Hochzeiten, China - bereist: Oktober 2009

Wir waren die ersten eingeladenen Gäste für die Hochzeit in China von Di und Stephan. Noch bevor sie wussten, dass sie heiraten. Als wir mit ihnen im Auto saßen, sagte ich ihnen, dass wir uns über eine Einladung zu ihrer Hochzeit in China freuen würden, wenn sie mal heiraten sollten. Wir würden kommen.

 

Und wir taten es.

 

Verbunden mit ein paar Tagen in Peking, dem Highlight der 5stündigen Wanderung auf der Chinesischen Mauer und einem Weiterflug nach Japan.

 

Direkt bei der Ankunft im Hotel in Peking sehen wir eine Hochzeit: Die Braut im weißen Kleid, der Bräutigam im schwarzen Anzug. Vorgefahren in einer Mercedes S-Klasse. Nur die Knallfrösche und das Konfetti zeigen, dass wir nicht gerade eine Hochzeit in Düsseldorf sehen.

 

Die Hochzeit findet in der Heimatstadt von Di statt. Chang Chun, eine nicht besonders großen chinesischen Millionenstadt nördlich von Peking. Wir werden von ihrem Cousin und einem Freund, sowie Stephans Bruder abgeholt und bekommen sogleich chinesische Gastfreundschaft zu spüren. Als erstes gehen wir essen. Die 10 bestellten Teller mit Dim Sums sind nur für uns beide. Die anderen haben schon gegessen. Danach ging es mit Familie zum Sightseeing, dem Palast des letzten Kaisers von China, der nur als Marionette der eigentlichen Machthaber seine Zeit totgeschlagen hat (so steht es auf den Schautafeln im Museum des Palastes). Abends wird wieder gegessen. Anders als bei uns beim Chinesen bestellt nicht jeder für sich die 72 oder die 64 oder Huhn Süß/sauer, sondern der Gastgeber bestellt und es landet alles auf einer runden Platte in Mitten des runden Tisches. Diese wird gedreht und jeder nimmt sich von den Leckereien. Das meiste war sehr lecker, manches ungewöhnlich und manches würde eine langwierige Gewöhnungszeit benötigen. Qualle hat eine gummiartige Konsistenz, die einfach nicht in den Mund gehört. Hühnerfüße süß/sauer sollen zwar gesund sein und gut für die Knochen durch das Cholagen, aber sie schmecken nur nach Soße und sehen aus wie eine mittelgroße Hand, in die man beißen soll. Auch Seegurken und Rehfüße haben aus gutem Grund den Weg auf deutsche Speisekarten nicht gefunden.

 

Im Hotel spricht niemand deutsch. Die Hotelangestellten sind angewiesen beim kleinsten Pieps von uns ein Familienmitglied anzurufen zum Übersetzen und klären. Sie lassen uns noch nicht einmal die Chance ewas mit Händen und Füßen zu erklären. Dabei kann ich fehlendes heißes Wasser beim Duschen sehr gut mit zwei Handbewegungen erklären. Auch das ist Teil der großartigen Gastfreundschaft, die wir erfahren.

 

Der Tag der Hochzeit beginnt früh in einem Hotelzimmer. Stephan wird dekoriert in traditionelles rot. Die schwarzen Socken muss er ausziehen. Sowas trägt man doch nicht. Man trägt weiße Socken!

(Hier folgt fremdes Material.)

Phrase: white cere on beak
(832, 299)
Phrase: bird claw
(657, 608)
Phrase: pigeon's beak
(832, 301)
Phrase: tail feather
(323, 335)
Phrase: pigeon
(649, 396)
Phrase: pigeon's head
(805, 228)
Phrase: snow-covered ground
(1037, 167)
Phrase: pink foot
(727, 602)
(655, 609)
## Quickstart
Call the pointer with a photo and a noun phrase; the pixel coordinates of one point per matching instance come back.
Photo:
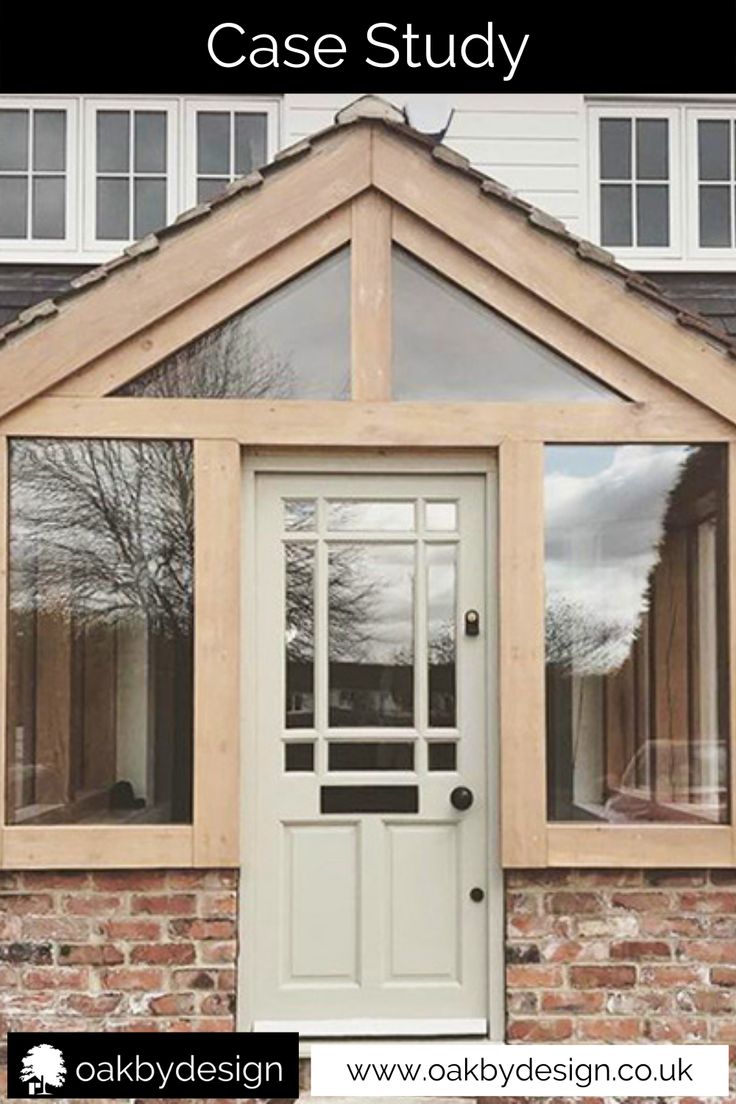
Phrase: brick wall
(621, 956)
(127, 951)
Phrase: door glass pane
(150, 141)
(448, 346)
(652, 149)
(113, 142)
(213, 142)
(113, 214)
(382, 517)
(636, 633)
(299, 636)
(615, 149)
(652, 214)
(49, 202)
(13, 207)
(371, 635)
(713, 149)
(49, 141)
(294, 343)
(299, 513)
(441, 516)
(715, 218)
(13, 140)
(384, 755)
(249, 141)
(616, 214)
(99, 634)
(150, 205)
(441, 616)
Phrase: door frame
(365, 462)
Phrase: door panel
(370, 708)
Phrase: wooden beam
(521, 655)
(579, 345)
(72, 847)
(650, 846)
(353, 424)
(216, 653)
(212, 307)
(501, 236)
(184, 266)
(372, 307)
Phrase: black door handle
(461, 798)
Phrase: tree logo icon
(43, 1065)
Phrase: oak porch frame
(679, 390)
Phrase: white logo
(43, 1065)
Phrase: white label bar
(436, 1069)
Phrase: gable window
(228, 144)
(34, 177)
(633, 181)
(132, 186)
(716, 179)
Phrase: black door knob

Der Raum ist gut gefüllt mit 6 angereisten Deutschen, ein paar chinesischen Familienmitgliedern und jede Menge Fotografen und kameraleuten. jeder Handgriff wird Megabyteweise festgehalten. Ein chinesisches Fernsehteam ist dabei, die das große Fest des Deutschen mit der Chinesin festhält und überträgt. Die Eltern von Di sind she rgut verdrahtet und recht bekannt in der Stadt durch ihren Spirituosenladen.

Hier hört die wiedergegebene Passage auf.